The announcement comes less than two months after the surprise resignation of Len Lauer, Sprint Nextel’s chief operating officer, who stepped down amid growing investor concern about slowing subscriber growth, customer defections and signs of integration problems following Sprint’s $35bn acquisition of Nextel Communications last year.

Sprint Nextel’s stock hit a 52-week low in August after Mr Lauer resigned and the company announced a 38 per cent drop in quarterly earnings. That news led to a downgrade in Standard & Poor’s credit rating on the company.

Mr Donahue, 57, had been Nextel’s chief executive and was widely credited with helping build that business into one of the fastest growing and most profitable wireless operators ahead of the takeover.

On Tuesday he said that after 20-years in the telecommunications industry it was time “to cheer Sprint Nextel from the sidelines”, and said he was stepping down in order to spend more with his family and friends.
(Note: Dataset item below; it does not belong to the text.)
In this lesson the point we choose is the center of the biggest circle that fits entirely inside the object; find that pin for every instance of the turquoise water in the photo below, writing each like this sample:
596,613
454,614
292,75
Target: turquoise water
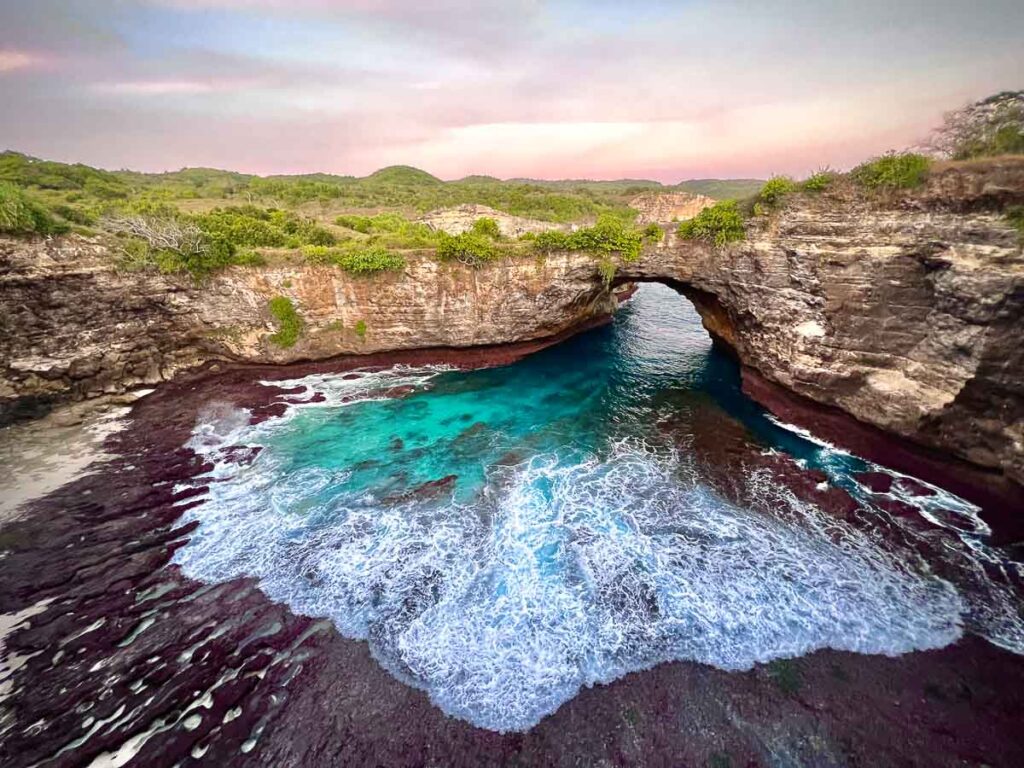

Some analysts had hoped Mr Donahue would take a more active role now in helping the merged company improve its performance and reassert itself in the face of tough competition from Cingular Wireless and Verizon Wireless, the US market leaders.

Although he had told analysts that he wanted to relinquish his executive duties in about a year in order to spend more time with his family, he had been expected to remain on the board in a non-executive capacity.

His decision to give up both roles at the end of this year surprised some industry watchers. Sprint Nextel nevertheless insisted that his departure was voluntary and said a successor would be named to the executive chairman’s position shortly.

On Tuesday Sprint also announced the appointment of Robert Bennett, the former president and chief executive of Liberty Media, to its board.

He is currently president of Discovery Holding which was spun off from Liberty Media in 2005.